FloQast implementations are typically four to ten weeks, reflecting its layer-over-existing-systems design and accountant-friendly configuration. Cadency implementations usually run four to nine months and are partner-led, since enterprise R2R automation requires careful integration, controls design, and change management. FloQast's ecosystem centres on accounting teams and ERP connectors, while Trintech brings deep finance-process expertise and a partner network oriented to global enterprises. The internal owners differ in seniority and focus: FloQast is adopted by practising accountants, whereas Cadency tends to involve controllership leadership and process-governance specialists.

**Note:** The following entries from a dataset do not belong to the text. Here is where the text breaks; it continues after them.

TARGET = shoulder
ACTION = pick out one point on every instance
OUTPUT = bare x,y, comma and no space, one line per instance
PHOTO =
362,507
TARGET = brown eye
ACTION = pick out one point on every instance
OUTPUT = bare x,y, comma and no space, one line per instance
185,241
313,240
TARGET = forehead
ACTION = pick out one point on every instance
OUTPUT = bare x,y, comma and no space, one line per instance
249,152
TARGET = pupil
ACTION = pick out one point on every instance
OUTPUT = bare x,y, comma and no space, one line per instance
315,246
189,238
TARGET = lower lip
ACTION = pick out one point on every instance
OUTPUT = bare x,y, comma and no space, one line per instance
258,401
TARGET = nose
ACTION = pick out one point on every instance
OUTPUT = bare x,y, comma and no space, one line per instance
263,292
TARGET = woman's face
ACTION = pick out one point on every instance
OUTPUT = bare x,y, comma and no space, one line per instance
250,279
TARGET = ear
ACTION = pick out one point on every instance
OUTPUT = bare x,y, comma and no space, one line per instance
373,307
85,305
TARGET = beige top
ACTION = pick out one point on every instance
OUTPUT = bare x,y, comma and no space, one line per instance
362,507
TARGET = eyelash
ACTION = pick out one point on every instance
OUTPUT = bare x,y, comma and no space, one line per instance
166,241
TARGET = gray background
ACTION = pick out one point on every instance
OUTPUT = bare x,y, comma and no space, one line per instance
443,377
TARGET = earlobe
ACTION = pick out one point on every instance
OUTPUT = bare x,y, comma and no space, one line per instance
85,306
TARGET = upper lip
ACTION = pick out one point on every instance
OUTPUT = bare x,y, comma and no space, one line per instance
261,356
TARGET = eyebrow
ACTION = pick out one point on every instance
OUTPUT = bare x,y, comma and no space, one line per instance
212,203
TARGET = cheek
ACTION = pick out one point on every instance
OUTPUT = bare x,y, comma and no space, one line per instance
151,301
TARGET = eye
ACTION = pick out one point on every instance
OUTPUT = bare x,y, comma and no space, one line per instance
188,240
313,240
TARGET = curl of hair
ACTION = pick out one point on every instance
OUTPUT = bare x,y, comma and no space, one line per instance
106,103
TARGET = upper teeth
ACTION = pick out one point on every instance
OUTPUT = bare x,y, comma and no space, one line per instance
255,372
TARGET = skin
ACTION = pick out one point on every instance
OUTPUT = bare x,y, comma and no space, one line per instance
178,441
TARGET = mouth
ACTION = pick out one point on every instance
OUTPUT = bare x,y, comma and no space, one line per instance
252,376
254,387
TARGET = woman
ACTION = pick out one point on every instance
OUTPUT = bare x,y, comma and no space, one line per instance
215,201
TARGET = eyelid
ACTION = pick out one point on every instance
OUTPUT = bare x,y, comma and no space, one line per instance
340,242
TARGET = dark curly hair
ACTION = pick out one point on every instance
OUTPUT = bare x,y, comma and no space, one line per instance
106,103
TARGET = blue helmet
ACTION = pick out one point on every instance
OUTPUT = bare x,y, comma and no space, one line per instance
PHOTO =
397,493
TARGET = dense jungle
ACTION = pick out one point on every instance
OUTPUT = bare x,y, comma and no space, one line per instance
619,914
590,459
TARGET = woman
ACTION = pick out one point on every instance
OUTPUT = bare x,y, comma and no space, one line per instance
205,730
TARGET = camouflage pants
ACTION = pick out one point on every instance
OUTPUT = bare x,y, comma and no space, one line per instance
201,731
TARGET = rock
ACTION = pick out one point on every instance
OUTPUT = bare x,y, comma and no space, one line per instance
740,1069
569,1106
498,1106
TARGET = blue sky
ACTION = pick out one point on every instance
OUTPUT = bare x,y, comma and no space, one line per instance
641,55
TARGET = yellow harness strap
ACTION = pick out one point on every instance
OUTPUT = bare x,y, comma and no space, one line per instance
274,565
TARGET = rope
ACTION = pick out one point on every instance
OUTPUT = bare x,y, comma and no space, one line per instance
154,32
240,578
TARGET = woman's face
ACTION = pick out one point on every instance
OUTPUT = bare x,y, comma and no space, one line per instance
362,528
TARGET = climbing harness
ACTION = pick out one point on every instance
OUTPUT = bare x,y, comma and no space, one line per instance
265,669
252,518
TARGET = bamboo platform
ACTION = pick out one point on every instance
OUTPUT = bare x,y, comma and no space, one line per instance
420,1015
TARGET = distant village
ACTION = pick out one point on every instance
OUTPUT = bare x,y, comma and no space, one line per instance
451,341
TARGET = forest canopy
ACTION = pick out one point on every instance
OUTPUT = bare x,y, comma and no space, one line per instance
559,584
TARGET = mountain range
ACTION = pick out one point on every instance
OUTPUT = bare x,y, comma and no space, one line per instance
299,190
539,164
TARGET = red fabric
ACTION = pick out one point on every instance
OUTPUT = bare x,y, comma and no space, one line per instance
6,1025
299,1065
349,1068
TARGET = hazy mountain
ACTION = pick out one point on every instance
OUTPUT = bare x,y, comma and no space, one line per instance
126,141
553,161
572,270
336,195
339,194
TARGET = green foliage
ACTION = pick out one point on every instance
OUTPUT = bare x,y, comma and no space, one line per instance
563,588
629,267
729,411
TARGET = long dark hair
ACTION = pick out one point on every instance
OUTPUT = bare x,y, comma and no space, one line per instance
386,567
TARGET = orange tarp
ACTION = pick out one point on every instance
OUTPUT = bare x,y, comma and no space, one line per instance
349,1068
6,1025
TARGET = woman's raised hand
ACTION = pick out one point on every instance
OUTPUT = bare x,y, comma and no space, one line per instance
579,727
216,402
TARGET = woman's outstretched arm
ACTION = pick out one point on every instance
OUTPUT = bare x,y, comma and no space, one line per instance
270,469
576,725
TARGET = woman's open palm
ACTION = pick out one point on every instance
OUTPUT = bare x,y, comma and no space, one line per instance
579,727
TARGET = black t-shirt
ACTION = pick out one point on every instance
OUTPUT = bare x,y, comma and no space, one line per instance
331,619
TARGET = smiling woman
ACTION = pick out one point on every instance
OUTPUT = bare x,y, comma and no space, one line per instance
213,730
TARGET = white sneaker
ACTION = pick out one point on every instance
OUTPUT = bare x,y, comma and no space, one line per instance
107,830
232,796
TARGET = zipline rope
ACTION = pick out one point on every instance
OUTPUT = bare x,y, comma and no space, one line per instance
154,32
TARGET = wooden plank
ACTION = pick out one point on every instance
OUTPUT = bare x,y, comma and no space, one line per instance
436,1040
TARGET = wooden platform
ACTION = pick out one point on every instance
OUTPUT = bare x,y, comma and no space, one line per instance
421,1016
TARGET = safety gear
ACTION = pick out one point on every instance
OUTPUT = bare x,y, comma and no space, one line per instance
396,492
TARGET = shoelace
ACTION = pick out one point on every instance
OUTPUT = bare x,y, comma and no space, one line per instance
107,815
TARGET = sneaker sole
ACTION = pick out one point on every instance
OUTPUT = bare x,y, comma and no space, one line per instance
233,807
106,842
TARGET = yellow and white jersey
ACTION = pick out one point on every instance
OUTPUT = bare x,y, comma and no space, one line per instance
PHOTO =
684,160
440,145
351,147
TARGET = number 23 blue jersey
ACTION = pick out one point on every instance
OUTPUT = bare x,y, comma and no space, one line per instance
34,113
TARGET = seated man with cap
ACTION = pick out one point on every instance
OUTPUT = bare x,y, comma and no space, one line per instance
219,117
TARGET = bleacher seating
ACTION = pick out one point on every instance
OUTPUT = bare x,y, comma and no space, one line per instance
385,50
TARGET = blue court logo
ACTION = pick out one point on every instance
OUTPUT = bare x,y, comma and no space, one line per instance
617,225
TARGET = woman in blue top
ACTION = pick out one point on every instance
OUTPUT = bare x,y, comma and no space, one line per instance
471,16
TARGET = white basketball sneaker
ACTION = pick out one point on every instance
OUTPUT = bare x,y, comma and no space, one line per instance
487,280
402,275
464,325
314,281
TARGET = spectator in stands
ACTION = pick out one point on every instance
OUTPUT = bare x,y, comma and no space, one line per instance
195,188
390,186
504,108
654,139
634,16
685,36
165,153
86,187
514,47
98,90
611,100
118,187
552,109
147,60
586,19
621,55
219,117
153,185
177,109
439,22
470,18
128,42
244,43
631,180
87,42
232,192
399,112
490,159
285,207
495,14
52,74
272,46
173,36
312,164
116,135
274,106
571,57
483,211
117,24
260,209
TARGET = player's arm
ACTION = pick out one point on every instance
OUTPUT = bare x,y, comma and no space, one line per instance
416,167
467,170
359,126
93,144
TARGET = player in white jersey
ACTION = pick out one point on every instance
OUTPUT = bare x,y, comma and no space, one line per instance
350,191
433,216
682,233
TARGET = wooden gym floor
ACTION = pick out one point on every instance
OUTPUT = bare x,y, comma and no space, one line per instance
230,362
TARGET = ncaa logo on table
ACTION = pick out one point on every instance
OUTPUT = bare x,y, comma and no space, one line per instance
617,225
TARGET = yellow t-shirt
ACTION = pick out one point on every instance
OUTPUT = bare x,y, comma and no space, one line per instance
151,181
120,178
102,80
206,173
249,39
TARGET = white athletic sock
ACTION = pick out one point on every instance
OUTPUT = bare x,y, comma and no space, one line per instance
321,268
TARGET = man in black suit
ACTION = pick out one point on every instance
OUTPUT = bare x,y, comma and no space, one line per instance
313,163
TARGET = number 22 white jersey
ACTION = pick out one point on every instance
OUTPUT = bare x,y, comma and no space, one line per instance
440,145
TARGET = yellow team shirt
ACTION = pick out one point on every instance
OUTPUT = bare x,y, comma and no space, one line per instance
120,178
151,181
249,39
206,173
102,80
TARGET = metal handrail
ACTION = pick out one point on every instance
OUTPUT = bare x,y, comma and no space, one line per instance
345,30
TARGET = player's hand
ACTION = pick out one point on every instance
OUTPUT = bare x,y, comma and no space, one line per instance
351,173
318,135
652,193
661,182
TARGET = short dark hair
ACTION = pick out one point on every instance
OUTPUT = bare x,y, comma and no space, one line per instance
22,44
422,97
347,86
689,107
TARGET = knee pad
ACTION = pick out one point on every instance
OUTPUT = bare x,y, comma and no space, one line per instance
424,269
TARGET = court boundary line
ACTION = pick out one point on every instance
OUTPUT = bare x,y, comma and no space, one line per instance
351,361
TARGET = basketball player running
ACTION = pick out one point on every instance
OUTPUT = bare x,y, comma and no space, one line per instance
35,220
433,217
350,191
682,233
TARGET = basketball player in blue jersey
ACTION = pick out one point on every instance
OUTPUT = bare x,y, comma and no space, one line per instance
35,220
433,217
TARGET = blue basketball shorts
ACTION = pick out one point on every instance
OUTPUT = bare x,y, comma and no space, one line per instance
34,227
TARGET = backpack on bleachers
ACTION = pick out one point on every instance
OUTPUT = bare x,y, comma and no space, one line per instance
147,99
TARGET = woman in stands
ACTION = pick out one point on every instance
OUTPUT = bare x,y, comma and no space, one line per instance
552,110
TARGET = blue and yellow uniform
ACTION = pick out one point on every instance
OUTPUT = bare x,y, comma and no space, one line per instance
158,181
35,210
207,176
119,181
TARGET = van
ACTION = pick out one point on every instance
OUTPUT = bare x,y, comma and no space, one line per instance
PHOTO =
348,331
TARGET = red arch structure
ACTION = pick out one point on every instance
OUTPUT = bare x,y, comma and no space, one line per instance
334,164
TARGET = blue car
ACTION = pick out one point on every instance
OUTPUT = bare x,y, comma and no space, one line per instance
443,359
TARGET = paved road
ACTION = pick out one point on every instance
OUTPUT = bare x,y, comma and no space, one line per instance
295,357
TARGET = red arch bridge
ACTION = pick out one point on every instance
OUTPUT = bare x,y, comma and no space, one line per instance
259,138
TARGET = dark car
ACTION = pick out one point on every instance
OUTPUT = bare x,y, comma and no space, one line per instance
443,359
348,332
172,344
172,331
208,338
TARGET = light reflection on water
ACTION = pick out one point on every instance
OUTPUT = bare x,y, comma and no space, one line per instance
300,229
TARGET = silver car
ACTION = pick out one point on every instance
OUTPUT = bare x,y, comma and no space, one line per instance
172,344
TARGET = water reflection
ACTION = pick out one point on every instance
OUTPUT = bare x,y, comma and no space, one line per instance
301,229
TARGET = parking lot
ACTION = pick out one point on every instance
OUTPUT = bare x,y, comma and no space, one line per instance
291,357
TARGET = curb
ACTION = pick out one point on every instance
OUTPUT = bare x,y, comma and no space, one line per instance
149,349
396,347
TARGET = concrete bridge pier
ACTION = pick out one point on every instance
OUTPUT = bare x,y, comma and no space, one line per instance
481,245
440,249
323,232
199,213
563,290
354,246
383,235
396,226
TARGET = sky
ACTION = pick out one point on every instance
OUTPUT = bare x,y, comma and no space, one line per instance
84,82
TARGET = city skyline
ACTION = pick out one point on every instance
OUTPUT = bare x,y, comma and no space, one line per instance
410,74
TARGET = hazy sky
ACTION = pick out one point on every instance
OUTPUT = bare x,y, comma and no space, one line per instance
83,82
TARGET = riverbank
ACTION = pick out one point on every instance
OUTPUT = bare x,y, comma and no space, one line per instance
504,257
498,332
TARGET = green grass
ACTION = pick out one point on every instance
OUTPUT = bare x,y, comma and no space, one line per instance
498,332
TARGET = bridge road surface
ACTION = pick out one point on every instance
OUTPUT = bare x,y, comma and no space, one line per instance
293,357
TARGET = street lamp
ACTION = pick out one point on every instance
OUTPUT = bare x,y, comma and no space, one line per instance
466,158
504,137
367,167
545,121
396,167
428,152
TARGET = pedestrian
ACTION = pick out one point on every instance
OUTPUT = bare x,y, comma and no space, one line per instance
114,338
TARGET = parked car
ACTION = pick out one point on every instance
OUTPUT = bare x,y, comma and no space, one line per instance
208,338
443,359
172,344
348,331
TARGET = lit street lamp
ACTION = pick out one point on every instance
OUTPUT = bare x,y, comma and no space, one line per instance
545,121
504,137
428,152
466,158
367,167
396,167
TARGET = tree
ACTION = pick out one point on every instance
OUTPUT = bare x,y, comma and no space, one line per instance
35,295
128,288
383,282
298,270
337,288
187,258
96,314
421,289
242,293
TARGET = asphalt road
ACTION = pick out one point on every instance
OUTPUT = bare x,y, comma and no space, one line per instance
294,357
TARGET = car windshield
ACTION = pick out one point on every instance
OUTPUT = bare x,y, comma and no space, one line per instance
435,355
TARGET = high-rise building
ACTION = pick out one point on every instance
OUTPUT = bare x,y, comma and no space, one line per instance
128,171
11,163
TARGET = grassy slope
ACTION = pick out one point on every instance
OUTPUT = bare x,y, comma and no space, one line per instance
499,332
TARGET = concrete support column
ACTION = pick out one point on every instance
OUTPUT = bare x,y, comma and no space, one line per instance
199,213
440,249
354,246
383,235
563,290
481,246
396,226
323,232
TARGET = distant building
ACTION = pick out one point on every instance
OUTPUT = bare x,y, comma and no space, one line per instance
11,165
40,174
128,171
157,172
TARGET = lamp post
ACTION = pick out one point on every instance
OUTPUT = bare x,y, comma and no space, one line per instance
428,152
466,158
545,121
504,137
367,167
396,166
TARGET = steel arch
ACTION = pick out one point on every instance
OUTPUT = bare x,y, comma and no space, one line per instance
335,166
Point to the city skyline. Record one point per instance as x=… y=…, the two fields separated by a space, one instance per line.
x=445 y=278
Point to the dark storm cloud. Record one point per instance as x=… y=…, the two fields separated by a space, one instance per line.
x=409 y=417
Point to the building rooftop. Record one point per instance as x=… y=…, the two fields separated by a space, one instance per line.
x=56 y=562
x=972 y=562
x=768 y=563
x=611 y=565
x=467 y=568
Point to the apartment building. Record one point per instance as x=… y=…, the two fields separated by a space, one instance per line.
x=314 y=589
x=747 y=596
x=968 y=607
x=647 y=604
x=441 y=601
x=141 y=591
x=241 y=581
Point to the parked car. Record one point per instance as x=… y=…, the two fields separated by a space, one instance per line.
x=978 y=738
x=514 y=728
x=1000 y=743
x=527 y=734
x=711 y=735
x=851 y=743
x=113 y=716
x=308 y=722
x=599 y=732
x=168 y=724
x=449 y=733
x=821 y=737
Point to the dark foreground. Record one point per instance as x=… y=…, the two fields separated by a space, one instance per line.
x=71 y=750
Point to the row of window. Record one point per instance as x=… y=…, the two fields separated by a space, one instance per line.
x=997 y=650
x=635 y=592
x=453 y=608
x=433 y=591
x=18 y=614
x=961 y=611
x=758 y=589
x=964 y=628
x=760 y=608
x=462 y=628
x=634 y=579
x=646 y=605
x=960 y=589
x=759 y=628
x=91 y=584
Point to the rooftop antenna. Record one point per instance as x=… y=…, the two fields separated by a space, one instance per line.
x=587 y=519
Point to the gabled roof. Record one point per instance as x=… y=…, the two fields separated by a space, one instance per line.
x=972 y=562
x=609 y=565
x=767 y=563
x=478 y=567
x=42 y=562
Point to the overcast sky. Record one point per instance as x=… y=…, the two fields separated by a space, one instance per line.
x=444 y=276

Buyers frequently note that FloQast is easy to adopt, built by people who understand the close, and quick to deliver visible reductions in close time, with reservations focused on the fact that advanced capabilities sit in separately priced modules and that very complex global consolidation can outgrow the platform. Trintech Cadency reviewers highlight the depth of automation, the strength of its controls and certification, and its suitability for complex multinational structures, while flagging implementation complexity, cost, and a steeper learning curve as the main drawbacks. Across both products, sentiment is strongest where the platform matched the organisation's complexity: simpler teams value FloQast's accessibility, while large enterprises value Cadency's governance, and mismatches in either direction produce the most common complaints.
Choose FloQast when you want faster, simpler close automation that fits your existing ERP and spreadsheet workflows, when accountant adoption and quick time to value matter, and when your structure is mid-market rather than sprawling multinational. Choose Trintech Cadency when you operate many entities, currencies, and accounting standards, when controls and governance are central, and when you can resource a partner-led implementation. Organisations in the middle should weigh trajectory: a fast-growing company may start on FloQast and revisit enterprise R2R as complexity rises, while a global enterprise will generally find Cadency's depth necessary from the outset.